Verfassungsrichter: Islamistische Gefährder dürfen abgeschoben werden – Unzensuriert

Die Höchstrichter fällten Grundsatzurteil und wiesen die Verfassungsbeschwerde des algerischen Gefährders ab.

Foto: Bild: Bundesarchiv, B 145 Bild-F080597-0004 / Reineke, Engelbert / wikimedia (CC BY-SA 3.0)
Verfassungsrichter: Islamistische Gefährder dürfen abgeschoben werden

Das Bundesverfassungsgericht in Karlsruhe stellte fest: Ausländer, von denen Terrorgefahr ausgeht, dürfen abgeschoben werden.

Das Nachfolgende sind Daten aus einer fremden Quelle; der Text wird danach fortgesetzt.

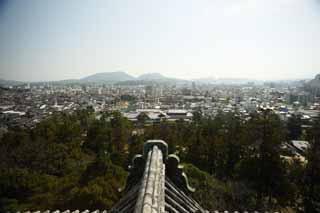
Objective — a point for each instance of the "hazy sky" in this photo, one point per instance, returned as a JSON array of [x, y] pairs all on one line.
[[60, 39]]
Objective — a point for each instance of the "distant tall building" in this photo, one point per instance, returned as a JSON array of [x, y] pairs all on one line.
[[149, 91]]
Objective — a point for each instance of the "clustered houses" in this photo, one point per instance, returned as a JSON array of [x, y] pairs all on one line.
[[26, 105]]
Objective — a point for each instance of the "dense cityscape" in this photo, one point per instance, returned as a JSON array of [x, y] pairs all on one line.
[[219, 129], [26, 104], [171, 106]]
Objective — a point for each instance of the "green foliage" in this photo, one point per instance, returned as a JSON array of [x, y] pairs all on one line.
[[78, 161], [63, 163], [214, 194]]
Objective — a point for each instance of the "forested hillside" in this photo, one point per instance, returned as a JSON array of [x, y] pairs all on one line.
[[79, 161]]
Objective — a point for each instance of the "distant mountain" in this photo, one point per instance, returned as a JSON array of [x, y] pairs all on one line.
[[107, 77], [10, 82], [151, 76], [158, 77]]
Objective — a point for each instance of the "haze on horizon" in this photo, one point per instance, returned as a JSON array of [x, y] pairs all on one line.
[[256, 39]]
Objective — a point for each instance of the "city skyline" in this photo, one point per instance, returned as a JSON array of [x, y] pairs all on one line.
[[251, 39]]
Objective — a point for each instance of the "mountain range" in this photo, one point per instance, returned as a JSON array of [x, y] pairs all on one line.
[[124, 78]]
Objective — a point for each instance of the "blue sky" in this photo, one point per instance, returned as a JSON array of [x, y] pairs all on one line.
[[257, 39]]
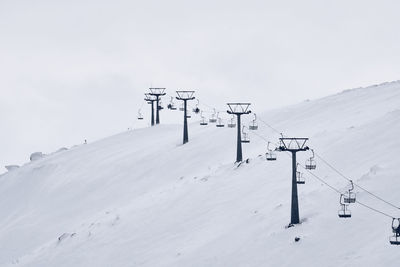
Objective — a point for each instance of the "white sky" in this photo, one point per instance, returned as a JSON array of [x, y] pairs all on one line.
[[75, 70]]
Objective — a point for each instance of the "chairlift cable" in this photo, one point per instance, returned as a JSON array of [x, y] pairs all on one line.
[[362, 188], [338, 191]]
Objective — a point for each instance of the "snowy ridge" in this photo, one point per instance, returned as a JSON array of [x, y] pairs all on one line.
[[140, 198]]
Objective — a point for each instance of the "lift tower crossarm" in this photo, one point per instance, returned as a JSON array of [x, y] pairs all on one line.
[[239, 109], [185, 96], [157, 92], [294, 145]]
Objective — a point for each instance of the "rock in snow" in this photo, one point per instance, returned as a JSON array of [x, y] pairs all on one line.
[[36, 156], [11, 167]]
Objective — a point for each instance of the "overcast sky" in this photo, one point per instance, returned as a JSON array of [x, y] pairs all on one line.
[[75, 70]]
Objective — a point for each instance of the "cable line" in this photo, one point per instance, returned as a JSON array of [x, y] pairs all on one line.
[[362, 188]]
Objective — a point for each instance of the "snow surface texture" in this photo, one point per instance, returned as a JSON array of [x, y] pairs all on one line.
[[141, 198]]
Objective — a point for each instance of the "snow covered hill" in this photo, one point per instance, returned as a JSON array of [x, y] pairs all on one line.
[[141, 198]]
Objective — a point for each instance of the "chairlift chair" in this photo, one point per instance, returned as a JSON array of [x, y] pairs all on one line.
[[254, 125], [182, 107], [140, 116], [245, 136], [213, 118], [160, 106], [220, 123], [299, 177], [232, 123], [395, 239], [310, 163], [171, 104], [196, 109], [350, 197], [344, 212], [270, 155]]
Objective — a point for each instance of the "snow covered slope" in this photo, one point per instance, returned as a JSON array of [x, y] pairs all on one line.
[[141, 198]]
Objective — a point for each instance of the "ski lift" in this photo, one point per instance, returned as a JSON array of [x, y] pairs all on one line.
[[350, 197], [213, 119], [344, 212], [171, 104], [196, 109], [271, 155], [254, 125], [395, 239], [245, 136], [231, 122], [140, 116], [220, 123], [299, 177], [203, 121], [160, 105], [310, 163]]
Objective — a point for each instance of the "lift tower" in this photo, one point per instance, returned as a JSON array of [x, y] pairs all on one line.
[[239, 109], [157, 93], [185, 96], [150, 100], [294, 145]]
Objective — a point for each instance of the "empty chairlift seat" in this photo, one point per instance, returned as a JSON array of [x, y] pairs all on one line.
[[232, 123], [171, 105], [196, 110], [299, 176], [310, 163], [350, 196], [254, 125], [140, 116], [220, 123], [203, 121], [213, 118], [395, 239], [270, 155], [344, 212], [245, 136]]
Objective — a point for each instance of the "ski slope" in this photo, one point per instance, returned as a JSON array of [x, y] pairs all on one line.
[[140, 198]]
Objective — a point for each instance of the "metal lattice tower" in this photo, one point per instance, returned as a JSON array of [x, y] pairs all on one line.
[[239, 109], [150, 100], [185, 96], [294, 145], [157, 93]]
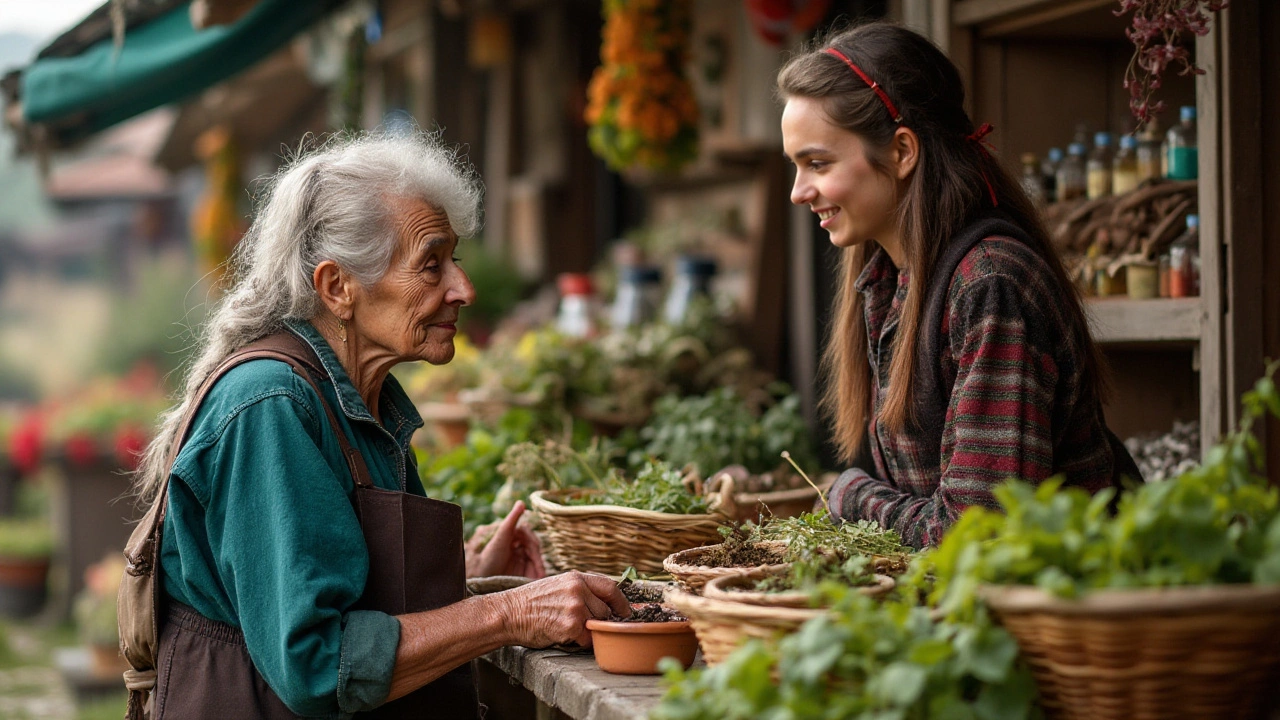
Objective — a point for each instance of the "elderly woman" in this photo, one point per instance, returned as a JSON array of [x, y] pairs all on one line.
[[304, 570]]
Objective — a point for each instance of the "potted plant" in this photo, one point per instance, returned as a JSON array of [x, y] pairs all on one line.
[[435, 391], [1169, 606], [634, 646], [622, 523], [26, 547], [94, 613]]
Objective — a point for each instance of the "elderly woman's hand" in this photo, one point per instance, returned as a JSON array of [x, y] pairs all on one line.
[[556, 610], [506, 548]]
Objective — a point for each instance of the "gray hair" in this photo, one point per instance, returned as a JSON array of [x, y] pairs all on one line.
[[329, 204]]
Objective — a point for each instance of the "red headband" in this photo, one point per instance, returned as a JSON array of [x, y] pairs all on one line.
[[874, 86]]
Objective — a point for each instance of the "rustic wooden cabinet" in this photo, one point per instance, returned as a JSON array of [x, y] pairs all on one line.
[[1037, 68]]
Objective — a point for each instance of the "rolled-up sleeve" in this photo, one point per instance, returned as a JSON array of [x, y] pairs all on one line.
[[289, 554]]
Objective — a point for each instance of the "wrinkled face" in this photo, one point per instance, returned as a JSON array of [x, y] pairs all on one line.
[[412, 311], [835, 178]]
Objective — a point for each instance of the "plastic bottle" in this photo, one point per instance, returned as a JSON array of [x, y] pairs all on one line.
[[1070, 174], [1183, 154], [1150, 154], [693, 278], [1184, 261], [1031, 181], [1098, 167], [639, 296], [576, 315], [1124, 167], [1048, 173]]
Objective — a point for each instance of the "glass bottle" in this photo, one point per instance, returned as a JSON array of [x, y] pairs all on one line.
[[1150, 154], [576, 315], [1070, 174], [1182, 154], [1124, 168], [639, 296], [1031, 181], [1048, 173], [1184, 261], [693, 278], [1098, 167]]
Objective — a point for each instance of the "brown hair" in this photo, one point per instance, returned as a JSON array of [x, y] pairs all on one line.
[[947, 190]]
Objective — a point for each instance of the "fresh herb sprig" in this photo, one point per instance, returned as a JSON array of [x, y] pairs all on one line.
[[863, 659], [657, 487], [1215, 524]]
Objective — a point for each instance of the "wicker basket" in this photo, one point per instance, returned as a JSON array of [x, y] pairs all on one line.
[[777, 504], [721, 625], [688, 568], [731, 588], [1210, 652], [609, 538]]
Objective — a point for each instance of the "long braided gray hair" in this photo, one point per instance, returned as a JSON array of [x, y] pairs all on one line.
[[333, 203]]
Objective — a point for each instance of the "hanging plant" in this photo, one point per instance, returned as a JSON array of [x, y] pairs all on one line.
[[640, 106], [1157, 31]]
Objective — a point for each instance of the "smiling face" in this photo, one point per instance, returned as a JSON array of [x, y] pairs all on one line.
[[855, 201], [412, 311]]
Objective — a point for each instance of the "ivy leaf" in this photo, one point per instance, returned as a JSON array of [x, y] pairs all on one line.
[[900, 684]]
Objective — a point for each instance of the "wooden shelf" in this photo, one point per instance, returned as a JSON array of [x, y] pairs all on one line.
[[1123, 320], [1073, 19]]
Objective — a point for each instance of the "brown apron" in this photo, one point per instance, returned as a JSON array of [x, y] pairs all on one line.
[[415, 564]]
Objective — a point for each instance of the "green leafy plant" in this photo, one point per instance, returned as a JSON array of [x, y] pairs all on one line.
[[862, 659], [1215, 524], [658, 487], [718, 429], [26, 538], [821, 551]]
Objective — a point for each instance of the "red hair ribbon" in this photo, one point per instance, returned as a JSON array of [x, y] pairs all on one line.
[[873, 85], [979, 139]]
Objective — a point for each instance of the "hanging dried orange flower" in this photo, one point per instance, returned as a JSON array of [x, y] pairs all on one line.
[[640, 105]]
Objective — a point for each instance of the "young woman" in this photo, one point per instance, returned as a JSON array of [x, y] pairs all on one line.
[[959, 349]]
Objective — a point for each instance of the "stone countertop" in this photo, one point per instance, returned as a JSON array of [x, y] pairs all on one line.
[[576, 686]]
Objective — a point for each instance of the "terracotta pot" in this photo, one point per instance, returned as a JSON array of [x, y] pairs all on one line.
[[635, 648], [106, 660], [732, 588]]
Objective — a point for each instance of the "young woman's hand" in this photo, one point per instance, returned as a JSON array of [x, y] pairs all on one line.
[[556, 610], [506, 548]]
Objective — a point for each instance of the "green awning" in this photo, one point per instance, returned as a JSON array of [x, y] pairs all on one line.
[[160, 62]]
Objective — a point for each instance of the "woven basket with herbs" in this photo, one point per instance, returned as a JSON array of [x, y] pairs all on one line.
[[1169, 606], [600, 531], [693, 568], [721, 625]]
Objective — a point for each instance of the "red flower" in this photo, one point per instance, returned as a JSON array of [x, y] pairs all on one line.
[[129, 443], [27, 443], [81, 449]]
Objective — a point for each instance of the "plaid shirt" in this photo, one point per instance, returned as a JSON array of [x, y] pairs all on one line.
[[1015, 410]]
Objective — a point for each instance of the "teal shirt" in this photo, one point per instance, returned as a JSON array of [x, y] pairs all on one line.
[[261, 529]]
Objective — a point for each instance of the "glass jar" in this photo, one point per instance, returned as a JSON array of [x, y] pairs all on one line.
[[693, 279], [1070, 174], [1184, 261], [1124, 167], [639, 296], [576, 315]]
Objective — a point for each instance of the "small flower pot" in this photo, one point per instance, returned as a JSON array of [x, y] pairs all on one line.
[[635, 648]]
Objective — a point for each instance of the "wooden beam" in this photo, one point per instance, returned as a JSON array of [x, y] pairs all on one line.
[[1123, 320], [1018, 14]]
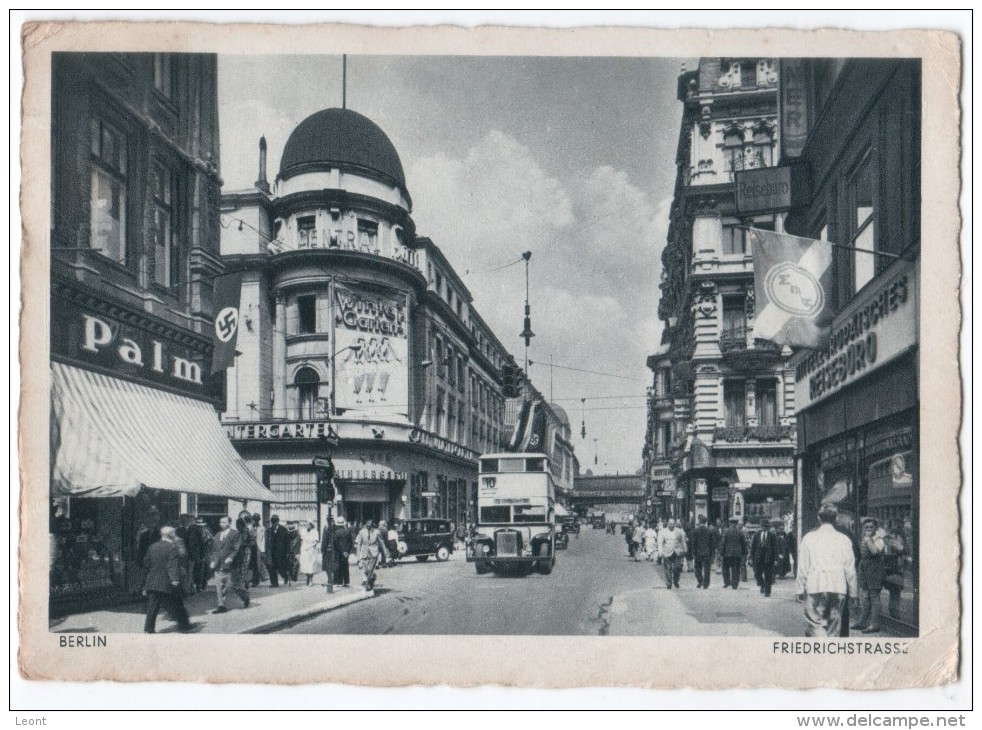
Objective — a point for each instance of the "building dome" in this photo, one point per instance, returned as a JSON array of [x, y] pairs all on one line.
[[341, 138]]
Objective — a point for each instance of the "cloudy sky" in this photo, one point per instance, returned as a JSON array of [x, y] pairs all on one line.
[[569, 158]]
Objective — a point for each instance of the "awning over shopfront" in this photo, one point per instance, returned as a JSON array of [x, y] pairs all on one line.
[[111, 438], [774, 475]]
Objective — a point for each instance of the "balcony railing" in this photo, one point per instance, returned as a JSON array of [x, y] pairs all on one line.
[[756, 434]]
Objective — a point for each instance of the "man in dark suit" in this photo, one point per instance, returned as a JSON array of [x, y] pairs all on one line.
[[703, 548], [342, 545], [227, 556], [733, 548], [199, 548], [763, 555], [278, 549], [163, 583]]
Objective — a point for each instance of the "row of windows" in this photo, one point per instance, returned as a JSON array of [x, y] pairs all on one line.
[[112, 193]]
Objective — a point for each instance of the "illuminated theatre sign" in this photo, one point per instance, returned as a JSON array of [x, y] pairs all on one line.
[[873, 330]]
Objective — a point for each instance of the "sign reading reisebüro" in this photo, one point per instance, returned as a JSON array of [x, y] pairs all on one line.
[[875, 328]]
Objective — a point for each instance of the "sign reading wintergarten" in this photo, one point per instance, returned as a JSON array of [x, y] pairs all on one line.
[[877, 327], [282, 431], [763, 190]]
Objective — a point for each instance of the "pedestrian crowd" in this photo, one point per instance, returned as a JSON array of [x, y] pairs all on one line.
[[699, 547], [180, 559]]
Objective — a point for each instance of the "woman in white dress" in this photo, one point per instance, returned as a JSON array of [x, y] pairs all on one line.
[[309, 551], [650, 542]]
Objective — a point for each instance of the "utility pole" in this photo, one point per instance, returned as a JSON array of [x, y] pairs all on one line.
[[527, 333]]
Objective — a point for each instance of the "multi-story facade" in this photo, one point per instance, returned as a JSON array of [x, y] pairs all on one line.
[[360, 341], [854, 126], [136, 438], [722, 410]]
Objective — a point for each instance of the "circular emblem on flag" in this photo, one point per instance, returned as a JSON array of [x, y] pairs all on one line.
[[794, 290], [226, 323]]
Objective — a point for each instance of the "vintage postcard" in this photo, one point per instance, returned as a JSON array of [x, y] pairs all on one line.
[[524, 357]]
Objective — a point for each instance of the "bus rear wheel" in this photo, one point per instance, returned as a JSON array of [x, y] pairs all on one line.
[[546, 561]]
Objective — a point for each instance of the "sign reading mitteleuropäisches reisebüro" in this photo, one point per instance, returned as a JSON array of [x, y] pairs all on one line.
[[873, 329], [129, 344], [770, 189]]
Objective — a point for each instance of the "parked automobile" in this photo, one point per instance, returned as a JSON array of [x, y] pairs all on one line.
[[424, 537]]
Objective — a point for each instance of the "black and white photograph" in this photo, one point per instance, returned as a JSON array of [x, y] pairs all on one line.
[[365, 344]]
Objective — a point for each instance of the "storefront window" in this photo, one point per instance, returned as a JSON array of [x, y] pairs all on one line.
[[307, 382], [296, 494], [86, 544], [767, 402], [862, 223]]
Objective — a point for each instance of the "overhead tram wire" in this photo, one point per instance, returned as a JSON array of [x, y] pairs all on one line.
[[593, 372]]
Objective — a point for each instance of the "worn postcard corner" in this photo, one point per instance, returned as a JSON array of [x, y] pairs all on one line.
[[520, 357]]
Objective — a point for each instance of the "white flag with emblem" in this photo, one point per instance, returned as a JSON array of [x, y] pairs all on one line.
[[792, 278]]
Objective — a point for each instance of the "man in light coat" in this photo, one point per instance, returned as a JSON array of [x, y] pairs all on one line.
[[826, 575], [369, 546], [672, 548]]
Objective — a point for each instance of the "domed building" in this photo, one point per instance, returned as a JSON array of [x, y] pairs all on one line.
[[356, 340]]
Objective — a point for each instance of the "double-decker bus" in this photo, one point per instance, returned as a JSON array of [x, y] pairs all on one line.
[[516, 500]]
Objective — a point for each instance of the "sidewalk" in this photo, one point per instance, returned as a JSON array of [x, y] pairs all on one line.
[[269, 608], [718, 611]]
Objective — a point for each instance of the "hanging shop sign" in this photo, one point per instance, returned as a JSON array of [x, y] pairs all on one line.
[[874, 329], [425, 438], [129, 345], [371, 337]]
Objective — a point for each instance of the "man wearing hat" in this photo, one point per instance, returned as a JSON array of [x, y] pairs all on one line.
[[872, 571], [763, 555], [341, 546], [278, 549], [826, 575], [733, 548]]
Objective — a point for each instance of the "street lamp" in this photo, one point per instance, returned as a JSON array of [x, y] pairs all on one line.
[[334, 373], [330, 503]]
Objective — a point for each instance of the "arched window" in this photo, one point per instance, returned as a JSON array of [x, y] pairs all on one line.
[[307, 381]]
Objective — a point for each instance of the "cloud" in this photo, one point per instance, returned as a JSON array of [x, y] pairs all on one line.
[[596, 244]]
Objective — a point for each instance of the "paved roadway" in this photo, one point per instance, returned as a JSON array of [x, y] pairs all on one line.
[[595, 589]]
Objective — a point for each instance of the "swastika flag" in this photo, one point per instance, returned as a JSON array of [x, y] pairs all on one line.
[[792, 283], [227, 292]]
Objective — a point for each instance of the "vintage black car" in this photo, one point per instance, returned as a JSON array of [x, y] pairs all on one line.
[[424, 537]]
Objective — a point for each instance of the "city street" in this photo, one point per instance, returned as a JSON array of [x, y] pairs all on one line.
[[595, 589]]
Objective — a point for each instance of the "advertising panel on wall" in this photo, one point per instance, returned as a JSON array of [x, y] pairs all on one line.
[[371, 336]]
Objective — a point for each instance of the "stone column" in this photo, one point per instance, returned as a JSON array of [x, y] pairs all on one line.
[[279, 358]]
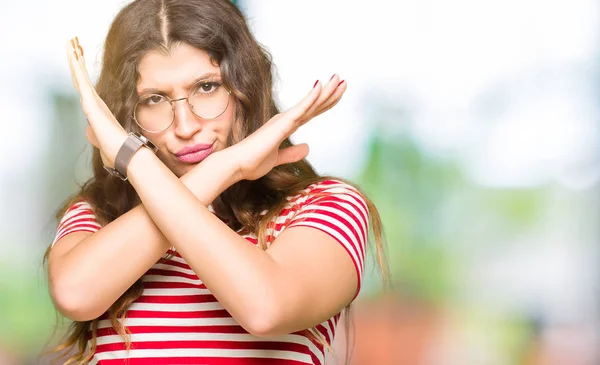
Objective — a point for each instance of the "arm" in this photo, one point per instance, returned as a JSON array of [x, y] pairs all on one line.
[[285, 281], [114, 257], [305, 277]]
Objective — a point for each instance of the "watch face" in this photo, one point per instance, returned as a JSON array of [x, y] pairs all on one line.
[[146, 142], [115, 173]]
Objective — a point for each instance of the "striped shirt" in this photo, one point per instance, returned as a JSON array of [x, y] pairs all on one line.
[[178, 321]]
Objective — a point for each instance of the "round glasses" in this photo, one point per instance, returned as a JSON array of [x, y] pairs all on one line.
[[155, 113]]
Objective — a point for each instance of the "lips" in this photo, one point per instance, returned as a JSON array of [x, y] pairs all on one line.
[[195, 153], [192, 149]]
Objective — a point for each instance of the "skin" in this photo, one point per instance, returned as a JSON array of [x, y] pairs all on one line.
[[305, 276], [172, 75]]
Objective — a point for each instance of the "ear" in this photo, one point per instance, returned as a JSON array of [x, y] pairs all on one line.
[[292, 154]]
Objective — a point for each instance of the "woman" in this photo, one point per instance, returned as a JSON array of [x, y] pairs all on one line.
[[206, 238]]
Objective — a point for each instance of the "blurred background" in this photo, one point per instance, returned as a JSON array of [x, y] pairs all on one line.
[[473, 125]]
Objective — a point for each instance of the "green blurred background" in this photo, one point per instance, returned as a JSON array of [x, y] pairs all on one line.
[[473, 125]]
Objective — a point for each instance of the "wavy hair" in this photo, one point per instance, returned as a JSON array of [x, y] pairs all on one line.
[[219, 28]]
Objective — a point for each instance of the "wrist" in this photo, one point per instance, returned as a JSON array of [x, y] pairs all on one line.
[[211, 177]]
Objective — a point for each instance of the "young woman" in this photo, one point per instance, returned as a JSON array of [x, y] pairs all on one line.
[[204, 236]]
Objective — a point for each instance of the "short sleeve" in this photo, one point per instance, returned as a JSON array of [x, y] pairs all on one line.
[[78, 218], [339, 210]]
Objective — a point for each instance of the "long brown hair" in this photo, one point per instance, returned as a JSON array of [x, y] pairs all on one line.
[[220, 29]]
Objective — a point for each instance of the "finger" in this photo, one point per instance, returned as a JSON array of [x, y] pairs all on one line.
[[78, 69], [91, 136], [300, 109], [292, 154], [333, 99], [70, 59], [328, 91]]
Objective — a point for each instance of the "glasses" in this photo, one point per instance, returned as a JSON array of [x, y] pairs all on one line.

Die Alternative für Deutschland (AfD) fordert sofortiges Handeln der Behörden.

Höchstrichter prüften nach Verfassungsbeschwerde

In einem heute, Donnerstag, veröffentlichten Beschluss stellten die Höchstrichter in Karlsruhe fest, dass die in § 58a festgelegte Regelung des Aufenthaltsgesetzes mit dem Grundgesetz vereinbar sei. Diese Regelung gestattet es den Innenministerien der Länder, Menschen ohne deutsche Staatsangehörigkeit "zur Abwehr einer besonderen Gefahr für die Sicherheit der Bundesrepublik Deutschland oder einer terroristischen Gefahr" in einem beschleunigten Verfahren abzuschieben. Konkrete Anschlagspläne sind für die Anordnung einer Abschiebung nicht erforderlich.

Algerier klagte gegen Abschiebung

Dem Urteilsspruch der Richter liegt die Verfassungsklage eines 36-jährigen Algeriers zugrunde, dessen Abschiebung der Bremer Innensenator im März dieses Jahres angeordnet hatte. Mit seiner Verfassungsbeschwerde rügte der Beschwerdeführer vornehmlich die formelle und materielle Verfassungswidrigkeit des § 58a des Aufenthaltsgesetzes.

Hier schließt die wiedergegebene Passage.